4.3. Object Implementation

This section is for discussion of the implementation of operations on Python objects corresponding to the slots (tp_hash, nb_add, etc.) defined for CPython in the PyTypeObject, and their relationship to dunder methods (__hash__, __add__, etc.).

Note

At the time of writing the evo3 implementation is providing evidence for certain choices, but there is still a long way to go: inheritance is not yet correct, nor support for acceptable implementations.

Note

These notes are quite sketchy at present (evo3).

4.3.1. Type Slots

The implementation of object type in CPython depends on a pointer in every PyObject to a PyTypeObject, in which a two-level table structure gives operational meaning, by means of a pointer to function, to each of the fundamental operations that any object could, in principle, support.

Apparent Obsession with MethodHandle

We are using MethodHandle as an equivalent to C pointer-to-function. Other possibilities exist.

The evo3 implementation provides evidence this choice is workable, but in the context of a CPython byte code interpreter, we might have used other mechanisms (lambda functions, say), and Jython 2 approaches the same need through overriding methods, which seems the natural choice in Java. The repeated idiom (PyObject) invokeExact(...) is fairly ugly and sacrifices Java safety around the method signature. The type slots all contain method handles, and we have used them again in the implementation of PyJavaFunction.tp_call.

A strong motivation for the use of MethodHandles is that they work directly with invokedynamic call sites. We expect to generate invokedynamic instructions when we compile Python to JVM byte code, and this is the code in which we seek maximum performance.

4.3.2. tp_new and Java Constructors

In CPython, the tp_new slot of a particular instance of PyTypeObject, acts as the constructor for the type the PyTypeObject represents. This section gives detailed consideration to the problem of implementing its behaviour in Java.

A “second phase” of construction is performed by tp_init, but this has much the character of any other instance method. Although called once automatically, it may be called again expressly, if the programmer chooses. tp_new, however, is a static method called once per object, since creates a new instance each time.

Calling a type object (that is, invoking the tp_call slot of the PyTypeObject for type, and passing it the particular PyTypeObject for C as the target) is what normally leads to invoking the tp_new slot on the PyTypeObject for C, and tp_init soon after. An introduction to the topic, by Eli Bendersky, may be found in Python object creation sequence.

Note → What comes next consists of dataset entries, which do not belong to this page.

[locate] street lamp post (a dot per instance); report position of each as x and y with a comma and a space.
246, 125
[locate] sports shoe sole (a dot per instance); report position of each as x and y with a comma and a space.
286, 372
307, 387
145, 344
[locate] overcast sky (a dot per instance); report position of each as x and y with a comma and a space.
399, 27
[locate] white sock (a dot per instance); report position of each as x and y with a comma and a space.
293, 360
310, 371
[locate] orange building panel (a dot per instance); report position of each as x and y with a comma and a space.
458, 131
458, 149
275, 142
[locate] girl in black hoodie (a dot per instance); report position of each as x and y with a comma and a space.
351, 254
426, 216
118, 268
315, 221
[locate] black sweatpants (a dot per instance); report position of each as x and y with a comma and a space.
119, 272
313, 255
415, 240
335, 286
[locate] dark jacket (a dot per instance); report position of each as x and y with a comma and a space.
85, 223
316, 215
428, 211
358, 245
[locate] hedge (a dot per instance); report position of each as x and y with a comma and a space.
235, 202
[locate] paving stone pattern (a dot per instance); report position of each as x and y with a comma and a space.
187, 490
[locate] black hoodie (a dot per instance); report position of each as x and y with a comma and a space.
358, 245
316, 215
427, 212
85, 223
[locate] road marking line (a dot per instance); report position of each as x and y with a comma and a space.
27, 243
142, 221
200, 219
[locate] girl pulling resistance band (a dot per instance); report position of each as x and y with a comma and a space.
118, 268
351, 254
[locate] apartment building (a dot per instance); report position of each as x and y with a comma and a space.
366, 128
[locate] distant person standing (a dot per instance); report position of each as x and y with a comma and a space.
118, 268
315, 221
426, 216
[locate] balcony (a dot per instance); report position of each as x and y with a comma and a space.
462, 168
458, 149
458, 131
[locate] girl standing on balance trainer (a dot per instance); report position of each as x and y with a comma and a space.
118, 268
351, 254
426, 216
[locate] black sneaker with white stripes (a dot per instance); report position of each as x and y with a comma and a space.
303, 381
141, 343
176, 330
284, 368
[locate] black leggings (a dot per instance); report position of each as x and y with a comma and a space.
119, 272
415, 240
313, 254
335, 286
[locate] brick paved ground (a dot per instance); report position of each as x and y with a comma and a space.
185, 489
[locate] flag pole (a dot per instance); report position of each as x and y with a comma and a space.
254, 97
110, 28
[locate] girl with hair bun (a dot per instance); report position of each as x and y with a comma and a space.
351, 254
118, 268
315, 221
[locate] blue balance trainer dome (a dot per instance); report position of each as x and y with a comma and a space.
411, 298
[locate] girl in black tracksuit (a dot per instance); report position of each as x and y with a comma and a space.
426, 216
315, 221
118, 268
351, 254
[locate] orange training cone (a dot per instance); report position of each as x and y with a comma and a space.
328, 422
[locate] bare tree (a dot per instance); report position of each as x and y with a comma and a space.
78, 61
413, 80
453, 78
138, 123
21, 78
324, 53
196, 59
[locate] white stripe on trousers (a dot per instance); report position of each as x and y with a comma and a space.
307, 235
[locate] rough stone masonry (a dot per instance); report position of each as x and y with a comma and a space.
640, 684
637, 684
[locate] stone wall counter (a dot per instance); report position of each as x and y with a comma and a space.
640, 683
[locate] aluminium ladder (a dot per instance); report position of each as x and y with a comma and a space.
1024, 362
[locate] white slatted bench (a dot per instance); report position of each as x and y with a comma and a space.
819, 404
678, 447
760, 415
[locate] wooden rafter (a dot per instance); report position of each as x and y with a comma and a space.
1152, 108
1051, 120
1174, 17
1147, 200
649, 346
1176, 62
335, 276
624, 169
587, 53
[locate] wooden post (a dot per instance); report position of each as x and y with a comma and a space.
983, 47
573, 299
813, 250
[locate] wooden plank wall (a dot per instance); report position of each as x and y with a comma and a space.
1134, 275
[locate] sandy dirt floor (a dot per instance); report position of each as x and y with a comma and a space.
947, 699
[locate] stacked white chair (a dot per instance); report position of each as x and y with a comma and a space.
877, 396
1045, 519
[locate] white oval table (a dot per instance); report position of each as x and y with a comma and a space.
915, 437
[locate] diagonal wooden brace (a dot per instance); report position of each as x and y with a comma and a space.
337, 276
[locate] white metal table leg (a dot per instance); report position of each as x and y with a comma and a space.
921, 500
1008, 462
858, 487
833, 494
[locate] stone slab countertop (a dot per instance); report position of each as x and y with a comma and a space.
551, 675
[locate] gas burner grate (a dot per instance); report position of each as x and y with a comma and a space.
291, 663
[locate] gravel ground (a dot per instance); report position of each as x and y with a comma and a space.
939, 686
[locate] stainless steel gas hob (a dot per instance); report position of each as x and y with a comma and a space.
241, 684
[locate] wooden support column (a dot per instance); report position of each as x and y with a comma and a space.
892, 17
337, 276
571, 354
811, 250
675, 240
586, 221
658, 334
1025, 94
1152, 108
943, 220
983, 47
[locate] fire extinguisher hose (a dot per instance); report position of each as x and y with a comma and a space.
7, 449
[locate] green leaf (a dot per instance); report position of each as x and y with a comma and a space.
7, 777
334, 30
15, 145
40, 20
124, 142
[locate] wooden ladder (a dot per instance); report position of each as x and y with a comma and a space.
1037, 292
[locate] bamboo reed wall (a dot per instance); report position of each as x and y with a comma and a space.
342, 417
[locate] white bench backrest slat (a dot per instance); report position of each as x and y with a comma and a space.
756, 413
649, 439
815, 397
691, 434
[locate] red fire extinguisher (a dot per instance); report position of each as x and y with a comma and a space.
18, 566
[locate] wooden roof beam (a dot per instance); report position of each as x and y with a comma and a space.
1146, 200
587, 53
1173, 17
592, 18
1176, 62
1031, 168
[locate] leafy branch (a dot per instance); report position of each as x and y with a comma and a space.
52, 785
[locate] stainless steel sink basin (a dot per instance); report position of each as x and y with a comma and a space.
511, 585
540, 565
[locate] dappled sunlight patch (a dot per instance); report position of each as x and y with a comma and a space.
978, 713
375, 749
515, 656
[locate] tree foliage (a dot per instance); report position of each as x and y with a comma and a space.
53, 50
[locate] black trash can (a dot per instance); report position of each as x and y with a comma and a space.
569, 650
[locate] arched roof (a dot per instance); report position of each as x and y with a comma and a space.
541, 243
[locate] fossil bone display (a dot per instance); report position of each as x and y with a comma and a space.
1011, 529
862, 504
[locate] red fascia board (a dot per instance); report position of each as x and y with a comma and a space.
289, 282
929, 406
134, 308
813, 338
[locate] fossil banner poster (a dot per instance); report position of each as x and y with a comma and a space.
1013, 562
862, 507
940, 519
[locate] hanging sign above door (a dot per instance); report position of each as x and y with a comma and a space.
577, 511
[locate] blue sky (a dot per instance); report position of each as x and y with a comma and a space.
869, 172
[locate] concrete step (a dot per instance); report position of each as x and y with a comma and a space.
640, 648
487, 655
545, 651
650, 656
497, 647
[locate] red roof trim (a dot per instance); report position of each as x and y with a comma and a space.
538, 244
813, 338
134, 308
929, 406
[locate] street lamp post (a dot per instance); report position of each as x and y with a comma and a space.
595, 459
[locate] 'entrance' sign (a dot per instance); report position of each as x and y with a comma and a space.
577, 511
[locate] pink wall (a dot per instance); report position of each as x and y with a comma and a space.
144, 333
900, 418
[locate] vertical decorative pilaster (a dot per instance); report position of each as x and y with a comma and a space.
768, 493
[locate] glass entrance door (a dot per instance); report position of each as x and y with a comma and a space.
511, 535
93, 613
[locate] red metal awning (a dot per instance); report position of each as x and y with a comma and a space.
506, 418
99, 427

Relation of tp_new to the Java constructor

Close, but not close enough

It appears at first as if a satisfactory Java implementation of the slot function would be the constructor in the defining class. But a tp_new slot is inherited by copying, and many Python types simply get theirs from object. The definition of tp_new executed in response to a call C() could easily be in some ancestor A on the MRO of C. The Java constructor for A would only be satisfactory if the Java class implementing C were the same as that implementing A. This will not be true in general.

An instance must be created somehow, so a Java constructor must be invoked, but from the observation above, it isn’t enough simply to place a MethodHandle to the constructor in the tp_new slot, even if the signature is made to match.

__new__ and a parallel

In cases where C customises tp_new in Python (defines __new__), it is conventional for C.__new__ to call super(C, cls).__new__ before making its own customisations. This use of super means the interpreter should find __new__, in the MRO of cls, starting after C, and so the call is to the first ancestor of C defining it. Something equivalent must happen in a built-in or extension type.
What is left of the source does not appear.